Whilst we were in hospital we had to make lots of choices about whether to see Alexander or hold him after he was born (which I didn't) and if we wanted photographs of him and whether we wanted to make our own funeral arrangements or not (not - the hospital is making the arrangements) whether we wanted a post-mortem (yes). They also gave us literature to read on what happens after a stillbirth. We couldn't have had better care in the hospital and it is continuing now I'm home. The midwife has come every day sometimes more than once to check my BP and make sure I'm okay, the doctor has been out three times to make sure my medication is working and that I am recovering. They have given us Alexander's photograph and we have had the funeral and we are trying to find the strength to carry on with our lives.

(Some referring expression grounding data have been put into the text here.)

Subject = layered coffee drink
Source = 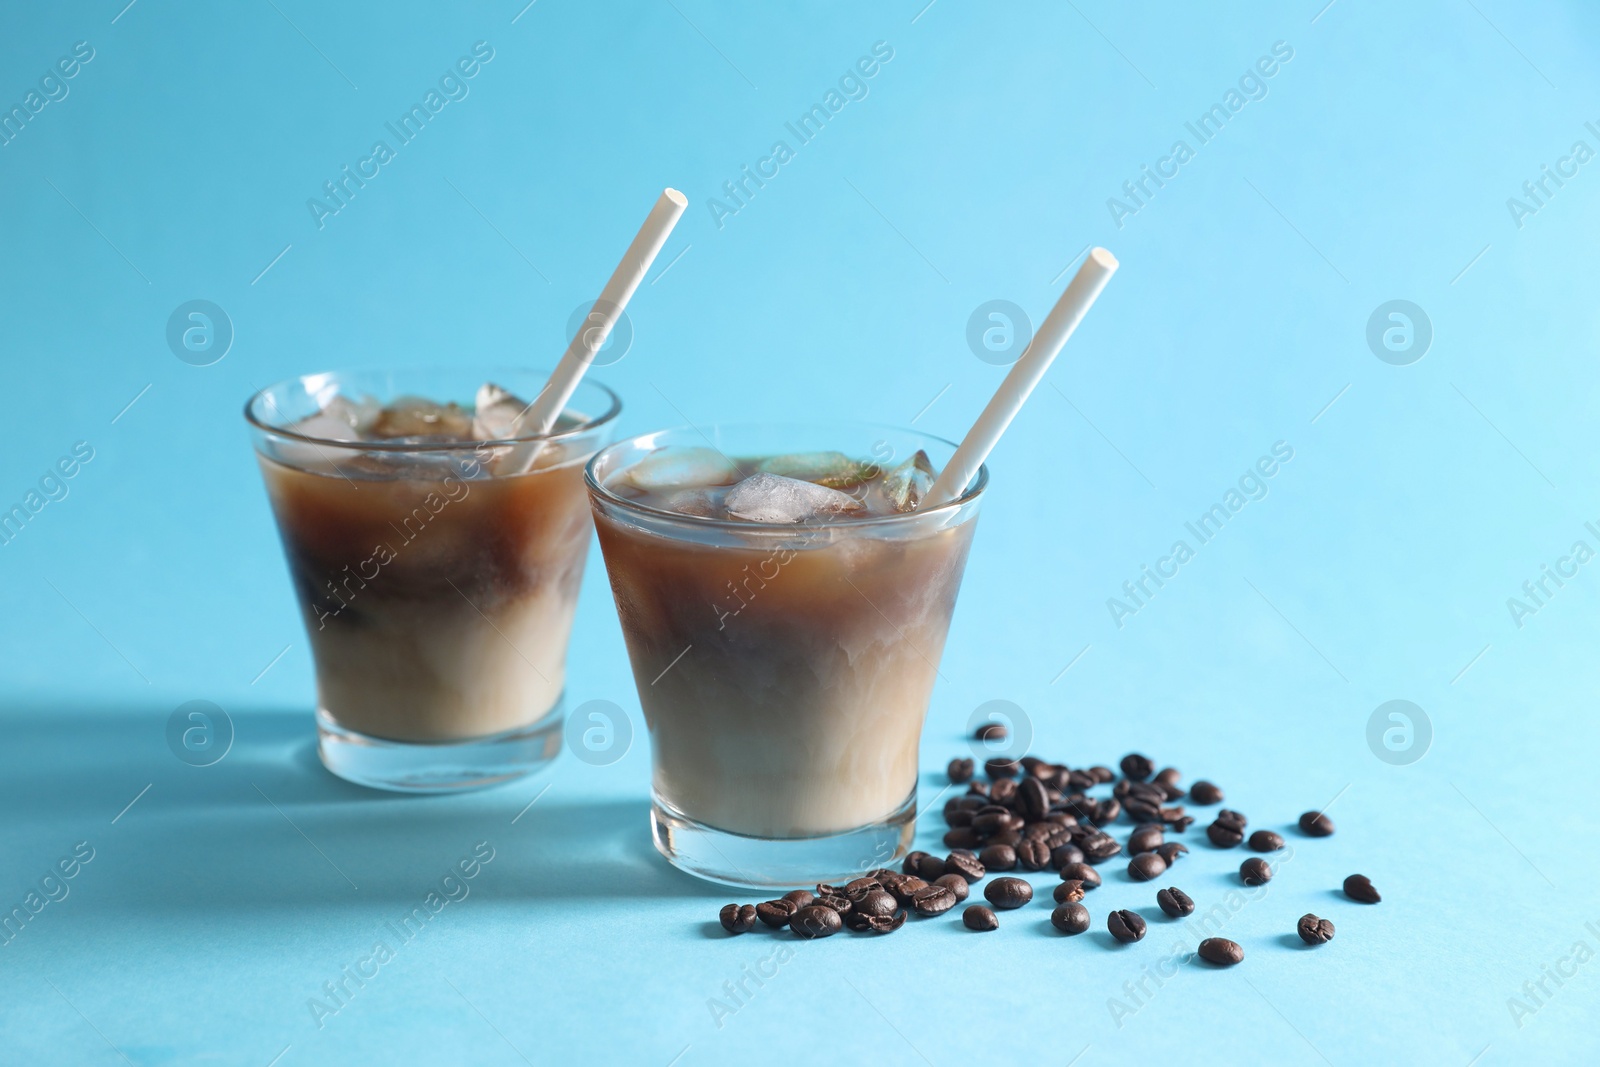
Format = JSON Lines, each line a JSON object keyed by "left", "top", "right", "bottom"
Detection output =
{"left": 248, "top": 371, "right": 618, "bottom": 790}
{"left": 587, "top": 428, "right": 986, "bottom": 874}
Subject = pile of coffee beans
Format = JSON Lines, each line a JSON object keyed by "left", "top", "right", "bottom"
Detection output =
{"left": 716, "top": 742, "right": 1382, "bottom": 963}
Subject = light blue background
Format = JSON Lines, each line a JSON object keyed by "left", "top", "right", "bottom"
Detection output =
{"left": 2, "top": 1, "right": 1597, "bottom": 1063}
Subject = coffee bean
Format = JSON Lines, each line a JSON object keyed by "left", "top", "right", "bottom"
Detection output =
{"left": 944, "top": 851, "right": 987, "bottom": 883}
{"left": 1080, "top": 832, "right": 1123, "bottom": 863}
{"left": 1107, "top": 909, "right": 1147, "bottom": 943}
{"left": 943, "top": 826, "right": 982, "bottom": 850}
{"left": 1016, "top": 838, "right": 1051, "bottom": 871}
{"left": 902, "top": 851, "right": 932, "bottom": 875}
{"left": 945, "top": 808, "right": 973, "bottom": 829}
{"left": 814, "top": 888, "right": 853, "bottom": 915}
{"left": 963, "top": 904, "right": 999, "bottom": 931}
{"left": 1097, "top": 798, "right": 1123, "bottom": 824}
{"left": 1090, "top": 765, "right": 1115, "bottom": 784}
{"left": 783, "top": 889, "right": 815, "bottom": 908}
{"left": 933, "top": 874, "right": 970, "bottom": 902}
{"left": 1166, "top": 814, "right": 1196, "bottom": 833}
{"left": 984, "top": 877, "right": 1034, "bottom": 910}
{"left": 1248, "top": 830, "right": 1285, "bottom": 852}
{"left": 1128, "top": 824, "right": 1164, "bottom": 855}
{"left": 1051, "top": 843, "right": 1085, "bottom": 870}
{"left": 1018, "top": 777, "right": 1049, "bottom": 821}
{"left": 1343, "top": 874, "right": 1380, "bottom": 903}
{"left": 966, "top": 781, "right": 990, "bottom": 797}
{"left": 990, "top": 778, "right": 1019, "bottom": 805}
{"left": 1155, "top": 842, "right": 1189, "bottom": 866}
{"left": 1206, "top": 820, "right": 1244, "bottom": 848}
{"left": 1060, "top": 862, "right": 1102, "bottom": 889}
{"left": 1154, "top": 767, "right": 1181, "bottom": 787}
{"left": 1297, "top": 914, "right": 1336, "bottom": 944}
{"left": 1124, "top": 797, "right": 1163, "bottom": 824}
{"left": 912, "top": 884, "right": 958, "bottom": 916}
{"left": 1051, "top": 902, "right": 1091, "bottom": 934}
{"left": 1239, "top": 857, "right": 1273, "bottom": 886}
{"left": 947, "top": 757, "right": 975, "bottom": 783}
{"left": 986, "top": 757, "right": 1020, "bottom": 780}
{"left": 889, "top": 876, "right": 928, "bottom": 906}
{"left": 1198, "top": 937, "right": 1243, "bottom": 965}
{"left": 857, "top": 889, "right": 898, "bottom": 919}
{"left": 978, "top": 843, "right": 1016, "bottom": 871}
{"left": 720, "top": 903, "right": 757, "bottom": 933}
{"left": 1128, "top": 852, "right": 1168, "bottom": 882}
{"left": 975, "top": 722, "right": 1008, "bottom": 742}
{"left": 1120, "top": 753, "right": 1155, "bottom": 781}
{"left": 1156, "top": 887, "right": 1195, "bottom": 918}
{"left": 1189, "top": 780, "right": 1223, "bottom": 804}
{"left": 790, "top": 905, "right": 843, "bottom": 938}
{"left": 1067, "top": 769, "right": 1098, "bottom": 792}
{"left": 915, "top": 853, "right": 947, "bottom": 880}
{"left": 843, "top": 877, "right": 881, "bottom": 902}
{"left": 1054, "top": 880, "right": 1087, "bottom": 904}
{"left": 1300, "top": 811, "right": 1335, "bottom": 837}
{"left": 756, "top": 899, "right": 798, "bottom": 928}
{"left": 989, "top": 829, "right": 1023, "bottom": 847}
{"left": 1216, "top": 808, "right": 1247, "bottom": 829}
{"left": 845, "top": 909, "right": 907, "bottom": 934}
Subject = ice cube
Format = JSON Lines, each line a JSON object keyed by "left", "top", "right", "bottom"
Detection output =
{"left": 472, "top": 382, "right": 530, "bottom": 440}
{"left": 369, "top": 396, "right": 474, "bottom": 440}
{"left": 661, "top": 488, "right": 723, "bottom": 518}
{"left": 724, "top": 472, "right": 866, "bottom": 524}
{"left": 623, "top": 447, "right": 741, "bottom": 490}
{"left": 757, "top": 451, "right": 871, "bottom": 489}
{"left": 321, "top": 393, "right": 381, "bottom": 435}
{"left": 883, "top": 450, "right": 936, "bottom": 512}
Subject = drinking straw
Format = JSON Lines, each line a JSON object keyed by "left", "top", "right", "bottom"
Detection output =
{"left": 516, "top": 188, "right": 687, "bottom": 458}
{"left": 923, "top": 247, "right": 1119, "bottom": 507}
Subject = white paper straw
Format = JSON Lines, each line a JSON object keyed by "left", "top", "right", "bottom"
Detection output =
{"left": 923, "top": 247, "right": 1119, "bottom": 508}
{"left": 519, "top": 188, "right": 687, "bottom": 443}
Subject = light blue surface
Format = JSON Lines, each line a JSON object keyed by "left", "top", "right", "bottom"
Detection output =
{"left": 2, "top": 1, "right": 1598, "bottom": 1063}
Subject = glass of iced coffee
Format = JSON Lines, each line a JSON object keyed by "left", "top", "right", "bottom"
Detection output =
{"left": 246, "top": 368, "right": 619, "bottom": 792}
{"left": 585, "top": 424, "right": 986, "bottom": 887}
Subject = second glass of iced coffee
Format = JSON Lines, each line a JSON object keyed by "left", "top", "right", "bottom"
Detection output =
{"left": 586, "top": 425, "right": 986, "bottom": 887}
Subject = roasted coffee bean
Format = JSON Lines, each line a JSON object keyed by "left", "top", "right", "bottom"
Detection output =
{"left": 1019, "top": 756, "right": 1045, "bottom": 775}
{"left": 956, "top": 794, "right": 988, "bottom": 811}
{"left": 979, "top": 843, "right": 1017, "bottom": 871}
{"left": 902, "top": 851, "right": 932, "bottom": 876}
{"left": 1107, "top": 909, "right": 1147, "bottom": 943}
{"left": 1124, "top": 799, "right": 1162, "bottom": 825}
{"left": 1018, "top": 777, "right": 1049, "bottom": 821}
{"left": 1120, "top": 753, "right": 1155, "bottom": 781}
{"left": 966, "top": 781, "right": 990, "bottom": 797}
{"left": 984, "top": 876, "right": 1034, "bottom": 910}
{"left": 1090, "top": 765, "right": 1116, "bottom": 783}
{"left": 1239, "top": 858, "right": 1273, "bottom": 886}
{"left": 944, "top": 826, "right": 982, "bottom": 850}
{"left": 989, "top": 829, "right": 1023, "bottom": 848}
{"left": 972, "top": 811, "right": 1013, "bottom": 838}
{"left": 1248, "top": 830, "right": 1285, "bottom": 852}
{"left": 814, "top": 888, "right": 853, "bottom": 915}
{"left": 947, "top": 757, "right": 975, "bottom": 784}
{"left": 1160, "top": 781, "right": 1187, "bottom": 802}
{"left": 944, "top": 851, "right": 987, "bottom": 883}
{"left": 889, "top": 876, "right": 928, "bottom": 906}
{"left": 1300, "top": 811, "right": 1336, "bottom": 837}
{"left": 1297, "top": 914, "right": 1336, "bottom": 944}
{"left": 1206, "top": 820, "right": 1244, "bottom": 848}
{"left": 1067, "top": 769, "right": 1098, "bottom": 792}
{"left": 989, "top": 778, "right": 1019, "bottom": 805}
{"left": 1051, "top": 902, "right": 1091, "bottom": 934}
{"left": 945, "top": 807, "right": 972, "bottom": 829}
{"left": 1156, "top": 887, "right": 1195, "bottom": 918}
{"left": 1127, "top": 824, "right": 1165, "bottom": 855}
{"left": 1051, "top": 843, "right": 1086, "bottom": 870}
{"left": 975, "top": 722, "right": 1008, "bottom": 742}
{"left": 783, "top": 889, "right": 815, "bottom": 908}
{"left": 1021, "top": 821, "right": 1057, "bottom": 841}
{"left": 1189, "top": 780, "right": 1223, "bottom": 804}
{"left": 720, "top": 904, "right": 757, "bottom": 933}
{"left": 915, "top": 853, "right": 947, "bottom": 880}
{"left": 1198, "top": 937, "right": 1244, "bottom": 965}
{"left": 1062, "top": 797, "right": 1100, "bottom": 824}
{"left": 1128, "top": 852, "right": 1168, "bottom": 882}
{"left": 1081, "top": 832, "right": 1123, "bottom": 863}
{"left": 1343, "top": 874, "right": 1380, "bottom": 903}
{"left": 1166, "top": 814, "right": 1196, "bottom": 833}
{"left": 1216, "top": 808, "right": 1248, "bottom": 829}
{"left": 871, "top": 869, "right": 906, "bottom": 890}
{"left": 912, "top": 884, "right": 959, "bottom": 916}
{"left": 791, "top": 905, "right": 843, "bottom": 939}
{"left": 1054, "top": 880, "right": 1087, "bottom": 904}
{"left": 1044, "top": 810, "right": 1078, "bottom": 826}
{"left": 1155, "top": 842, "right": 1189, "bottom": 866}
{"left": 846, "top": 909, "right": 907, "bottom": 933}
{"left": 1016, "top": 838, "right": 1051, "bottom": 871}
{"left": 963, "top": 905, "right": 999, "bottom": 931}
{"left": 756, "top": 899, "right": 798, "bottom": 928}
{"left": 843, "top": 877, "right": 881, "bottom": 901}
{"left": 1060, "top": 862, "right": 1102, "bottom": 889}
{"left": 986, "top": 757, "right": 1021, "bottom": 780}
{"left": 857, "top": 889, "right": 898, "bottom": 919}
{"left": 933, "top": 874, "right": 970, "bottom": 902}
{"left": 1154, "top": 766, "right": 1181, "bottom": 787}
{"left": 1097, "top": 798, "right": 1122, "bottom": 824}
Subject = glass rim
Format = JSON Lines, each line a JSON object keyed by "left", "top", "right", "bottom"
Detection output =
{"left": 243, "top": 367, "right": 622, "bottom": 454}
{"left": 583, "top": 421, "right": 989, "bottom": 531}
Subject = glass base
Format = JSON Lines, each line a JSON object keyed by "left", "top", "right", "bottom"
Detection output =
{"left": 316, "top": 701, "right": 563, "bottom": 793}
{"left": 651, "top": 789, "right": 917, "bottom": 890}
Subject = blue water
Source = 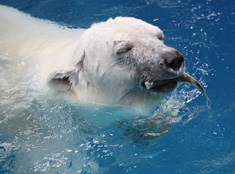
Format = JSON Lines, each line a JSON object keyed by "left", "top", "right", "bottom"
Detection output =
{"left": 0, "top": 0, "right": 235, "bottom": 173}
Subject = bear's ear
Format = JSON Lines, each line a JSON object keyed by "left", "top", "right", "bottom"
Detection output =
{"left": 47, "top": 70, "right": 75, "bottom": 92}
{"left": 47, "top": 51, "right": 88, "bottom": 92}
{"left": 113, "top": 40, "right": 135, "bottom": 57}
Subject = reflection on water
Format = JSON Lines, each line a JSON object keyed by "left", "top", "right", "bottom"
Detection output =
{"left": 118, "top": 97, "right": 184, "bottom": 146}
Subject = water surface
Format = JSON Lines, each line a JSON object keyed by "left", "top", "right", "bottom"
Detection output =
{"left": 0, "top": 0, "right": 235, "bottom": 173}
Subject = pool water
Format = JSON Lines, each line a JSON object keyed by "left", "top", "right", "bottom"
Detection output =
{"left": 0, "top": 0, "right": 235, "bottom": 173}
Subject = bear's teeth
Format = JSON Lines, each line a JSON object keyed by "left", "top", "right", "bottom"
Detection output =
{"left": 144, "top": 81, "right": 153, "bottom": 90}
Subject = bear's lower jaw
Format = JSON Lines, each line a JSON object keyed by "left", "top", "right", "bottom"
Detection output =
{"left": 150, "top": 81, "right": 178, "bottom": 93}
{"left": 141, "top": 80, "right": 178, "bottom": 94}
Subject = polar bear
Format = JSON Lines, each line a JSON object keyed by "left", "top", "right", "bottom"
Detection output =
{"left": 0, "top": 5, "right": 186, "bottom": 112}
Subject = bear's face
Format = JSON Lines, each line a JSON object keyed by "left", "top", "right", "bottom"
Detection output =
{"left": 48, "top": 17, "right": 185, "bottom": 109}
{"left": 82, "top": 18, "right": 184, "bottom": 93}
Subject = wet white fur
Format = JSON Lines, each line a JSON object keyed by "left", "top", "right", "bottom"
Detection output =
{"left": 0, "top": 5, "right": 84, "bottom": 79}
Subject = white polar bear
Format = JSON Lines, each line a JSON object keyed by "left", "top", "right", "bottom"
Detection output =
{"left": 0, "top": 5, "right": 186, "bottom": 112}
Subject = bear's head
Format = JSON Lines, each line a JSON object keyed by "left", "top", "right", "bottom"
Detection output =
{"left": 48, "top": 17, "right": 185, "bottom": 111}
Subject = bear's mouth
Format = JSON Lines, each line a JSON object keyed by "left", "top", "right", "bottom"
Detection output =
{"left": 141, "top": 73, "right": 211, "bottom": 101}
{"left": 141, "top": 80, "right": 178, "bottom": 93}
{"left": 151, "top": 81, "right": 178, "bottom": 93}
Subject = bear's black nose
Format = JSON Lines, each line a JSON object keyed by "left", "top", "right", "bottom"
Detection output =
{"left": 168, "top": 56, "right": 184, "bottom": 71}
{"left": 159, "top": 50, "right": 185, "bottom": 72}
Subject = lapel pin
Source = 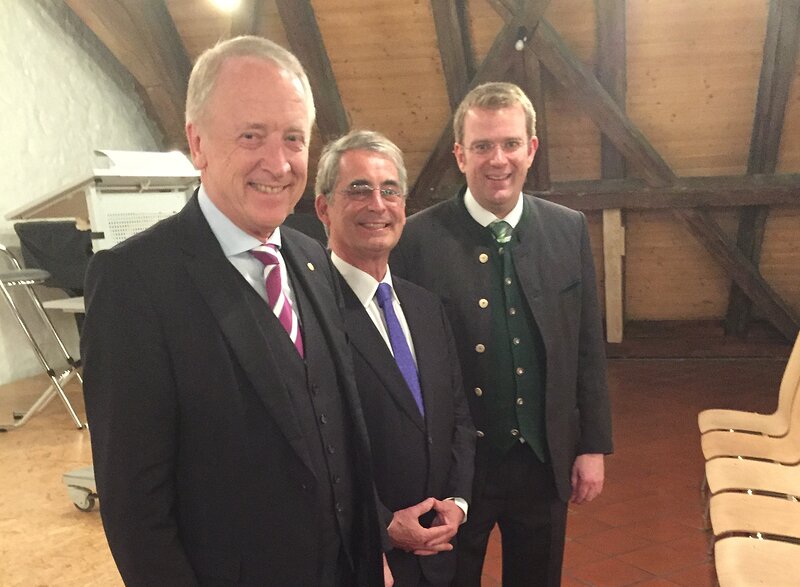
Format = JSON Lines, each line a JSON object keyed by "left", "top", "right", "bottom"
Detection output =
{"left": 307, "top": 262, "right": 315, "bottom": 271}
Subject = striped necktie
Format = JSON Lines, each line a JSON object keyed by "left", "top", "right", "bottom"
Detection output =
{"left": 251, "top": 244, "right": 304, "bottom": 358}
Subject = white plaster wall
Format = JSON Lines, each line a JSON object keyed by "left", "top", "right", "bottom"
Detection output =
{"left": 0, "top": 1, "right": 164, "bottom": 386}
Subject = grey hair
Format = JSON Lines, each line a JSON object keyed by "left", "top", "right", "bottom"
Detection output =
{"left": 315, "top": 130, "right": 407, "bottom": 199}
{"left": 453, "top": 82, "right": 537, "bottom": 144}
{"left": 185, "top": 35, "right": 315, "bottom": 128}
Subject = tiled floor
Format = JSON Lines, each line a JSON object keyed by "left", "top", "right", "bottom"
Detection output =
{"left": 480, "top": 358, "right": 786, "bottom": 586}
{"left": 0, "top": 357, "right": 787, "bottom": 585}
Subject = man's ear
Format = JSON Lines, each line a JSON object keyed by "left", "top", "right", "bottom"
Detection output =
{"left": 453, "top": 143, "right": 467, "bottom": 173}
{"left": 314, "top": 194, "right": 331, "bottom": 226}
{"left": 186, "top": 122, "right": 207, "bottom": 170}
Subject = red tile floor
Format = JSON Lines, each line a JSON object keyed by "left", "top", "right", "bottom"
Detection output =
{"left": 479, "top": 358, "right": 786, "bottom": 586}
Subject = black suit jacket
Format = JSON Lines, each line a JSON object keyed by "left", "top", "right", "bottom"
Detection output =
{"left": 81, "top": 195, "right": 383, "bottom": 586}
{"left": 339, "top": 273, "right": 475, "bottom": 585}
{"left": 391, "top": 190, "right": 613, "bottom": 502}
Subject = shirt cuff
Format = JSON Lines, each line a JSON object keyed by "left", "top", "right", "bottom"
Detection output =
{"left": 446, "top": 497, "right": 469, "bottom": 524}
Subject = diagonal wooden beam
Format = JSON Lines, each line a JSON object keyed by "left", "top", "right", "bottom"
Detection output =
{"left": 726, "top": 0, "right": 800, "bottom": 335}
{"left": 526, "top": 19, "right": 674, "bottom": 187}
{"left": 64, "top": 0, "right": 191, "bottom": 149}
{"left": 430, "top": 0, "right": 474, "bottom": 112}
{"left": 676, "top": 208, "right": 799, "bottom": 341}
{"left": 275, "top": 0, "right": 349, "bottom": 142}
{"left": 411, "top": 1, "right": 552, "bottom": 203}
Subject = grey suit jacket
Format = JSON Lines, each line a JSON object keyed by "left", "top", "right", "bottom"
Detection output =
{"left": 339, "top": 273, "right": 475, "bottom": 585}
{"left": 391, "top": 189, "right": 613, "bottom": 502}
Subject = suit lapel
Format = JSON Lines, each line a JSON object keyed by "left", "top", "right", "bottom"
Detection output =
{"left": 339, "top": 274, "right": 427, "bottom": 432}
{"left": 510, "top": 197, "right": 553, "bottom": 357}
{"left": 177, "top": 199, "right": 314, "bottom": 473}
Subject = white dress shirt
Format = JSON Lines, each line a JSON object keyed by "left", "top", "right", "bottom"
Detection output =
{"left": 463, "top": 187, "right": 524, "bottom": 228}
{"left": 197, "top": 186, "right": 299, "bottom": 317}
{"left": 331, "top": 252, "right": 418, "bottom": 365}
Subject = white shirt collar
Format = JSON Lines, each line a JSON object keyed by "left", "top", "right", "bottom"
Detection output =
{"left": 463, "top": 187, "right": 524, "bottom": 229}
{"left": 331, "top": 252, "right": 395, "bottom": 308}
{"left": 197, "top": 185, "right": 283, "bottom": 255}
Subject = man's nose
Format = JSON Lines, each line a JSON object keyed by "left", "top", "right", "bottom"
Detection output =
{"left": 365, "top": 189, "right": 388, "bottom": 210}
{"left": 258, "top": 138, "right": 291, "bottom": 176}
{"left": 488, "top": 144, "right": 508, "bottom": 165}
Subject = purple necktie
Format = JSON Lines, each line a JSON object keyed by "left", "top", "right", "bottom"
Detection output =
{"left": 251, "top": 244, "right": 304, "bottom": 358}
{"left": 375, "top": 283, "right": 424, "bottom": 416}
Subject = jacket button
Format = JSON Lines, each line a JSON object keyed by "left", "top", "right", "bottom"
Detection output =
{"left": 508, "top": 307, "right": 516, "bottom": 316}
{"left": 516, "top": 367, "right": 525, "bottom": 376}
{"left": 510, "top": 428, "right": 520, "bottom": 437}
{"left": 478, "top": 298, "right": 488, "bottom": 308}
{"left": 516, "top": 397, "right": 524, "bottom": 406}
{"left": 474, "top": 387, "right": 483, "bottom": 397}
{"left": 476, "top": 430, "right": 485, "bottom": 438}
{"left": 475, "top": 343, "right": 485, "bottom": 353}
{"left": 479, "top": 253, "right": 488, "bottom": 263}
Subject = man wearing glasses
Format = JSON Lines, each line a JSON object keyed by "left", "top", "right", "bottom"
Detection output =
{"left": 315, "top": 130, "right": 475, "bottom": 586}
{"left": 391, "top": 83, "right": 613, "bottom": 586}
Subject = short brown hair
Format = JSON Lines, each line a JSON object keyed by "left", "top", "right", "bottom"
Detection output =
{"left": 453, "top": 82, "right": 536, "bottom": 144}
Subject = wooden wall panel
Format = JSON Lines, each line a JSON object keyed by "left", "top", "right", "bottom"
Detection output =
{"left": 759, "top": 208, "right": 800, "bottom": 317}
{"left": 625, "top": 210, "right": 740, "bottom": 320}
{"left": 776, "top": 54, "right": 800, "bottom": 172}
{"left": 314, "top": 0, "right": 451, "bottom": 183}
{"left": 627, "top": 0, "right": 769, "bottom": 176}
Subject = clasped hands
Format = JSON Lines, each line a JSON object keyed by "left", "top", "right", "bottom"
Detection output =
{"left": 387, "top": 497, "right": 464, "bottom": 556}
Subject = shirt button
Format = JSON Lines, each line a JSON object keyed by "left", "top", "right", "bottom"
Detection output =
{"left": 478, "top": 298, "right": 488, "bottom": 308}
{"left": 498, "top": 246, "right": 505, "bottom": 254}
{"left": 333, "top": 475, "right": 341, "bottom": 484}
{"left": 512, "top": 337, "right": 521, "bottom": 345}
{"left": 327, "top": 444, "right": 335, "bottom": 454}
{"left": 509, "top": 307, "right": 517, "bottom": 316}
{"left": 335, "top": 502, "right": 343, "bottom": 513}
{"left": 476, "top": 430, "right": 485, "bottom": 438}
{"left": 505, "top": 277, "right": 512, "bottom": 286}
{"left": 475, "top": 343, "right": 486, "bottom": 353}
{"left": 319, "top": 414, "right": 327, "bottom": 424}
{"left": 516, "top": 367, "right": 525, "bottom": 376}
{"left": 474, "top": 387, "right": 483, "bottom": 397}
{"left": 510, "top": 428, "right": 520, "bottom": 437}
{"left": 516, "top": 397, "right": 525, "bottom": 406}
{"left": 479, "top": 253, "right": 489, "bottom": 263}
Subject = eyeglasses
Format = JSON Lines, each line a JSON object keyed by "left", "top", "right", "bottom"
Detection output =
{"left": 338, "top": 184, "right": 405, "bottom": 203}
{"left": 465, "top": 139, "right": 527, "bottom": 156}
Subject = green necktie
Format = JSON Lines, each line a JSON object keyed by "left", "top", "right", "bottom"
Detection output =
{"left": 489, "top": 220, "right": 513, "bottom": 244}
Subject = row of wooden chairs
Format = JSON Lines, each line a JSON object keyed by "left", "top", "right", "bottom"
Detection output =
{"left": 697, "top": 332, "right": 800, "bottom": 587}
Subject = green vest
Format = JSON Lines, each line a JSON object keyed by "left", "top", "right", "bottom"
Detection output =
{"left": 485, "top": 225, "right": 548, "bottom": 461}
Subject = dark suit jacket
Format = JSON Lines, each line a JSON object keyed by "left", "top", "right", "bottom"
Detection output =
{"left": 339, "top": 273, "right": 475, "bottom": 585}
{"left": 391, "top": 190, "right": 613, "bottom": 502}
{"left": 81, "top": 195, "right": 383, "bottom": 586}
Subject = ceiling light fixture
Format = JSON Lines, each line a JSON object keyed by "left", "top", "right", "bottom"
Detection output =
{"left": 210, "top": 0, "right": 241, "bottom": 13}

I wrote a dedication to Alexander to be read out at the funeral, here it is:
Today we say goodbye to William Alexander, it is our chance to say thank you for the joy you brought to our lives, even though you had less than half a life. We will always feel cheated that you were taken from us so young, before we had a chance to know you but we must learn to be grateful that you came along at all. Only now that you are gone can we truly appreciate what we have lost and we want you to know that life without you is very difficult. Although we will never know your smile or hear your voice, you will grow in our hearts and dreams, we are proud to have you as our son. Alexander you will never be forgotten and we will always love you.

It is with a heavy heart and crying eyes that I wish all of you the peace which we can not find but I am sure we will come to in the end.